" I love feeling the wind through my hair net at top speeds of 40 mph."
- The busted lady I saw driving in the fast lane down the highway in her old, beat up, Ford truck while sporting a large black hair net.
Ok, so she (who honestly could have very well been a he) didn't actually say that, I am improvising a smidge. At any rate, I got stuck behind he/she on the way to an appointment yesterday afternoon.
Kinda wanted to tell he/she that barely creeping along in the left lane as if you are trapped in some space-time continuum only does two things: A-makes you look like an jacka$$ to those of us who appreciate arriving anywhere on time, and B- it also draws painfully slow attention to the fact that you are wearing a ridiculous hair net.

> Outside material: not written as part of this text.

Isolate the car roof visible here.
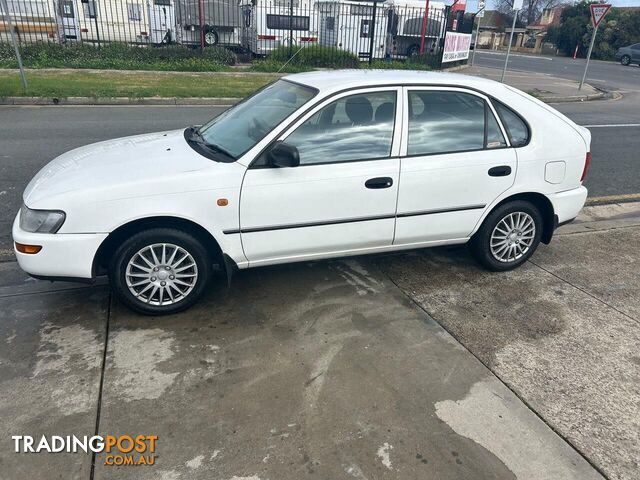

I tried very hard to figure out what was going on with what I was seeing. Was the hair net intended to be some sort of accessory? Was I cruising alongside a lunch lady? Are those old truck windows stuck in the down position, forcing he/she to take unfashionable measures to save their hairstyle? It was barely 50 degrees, without the wind, so I am leaning towards busted lady- in a busted truck- with busted windows theory.
Aaaaaaand I am going to go ahead and wrap this up, because I apparently spend way too much time contemplating excessively unimportant things. How do I ever get anything done?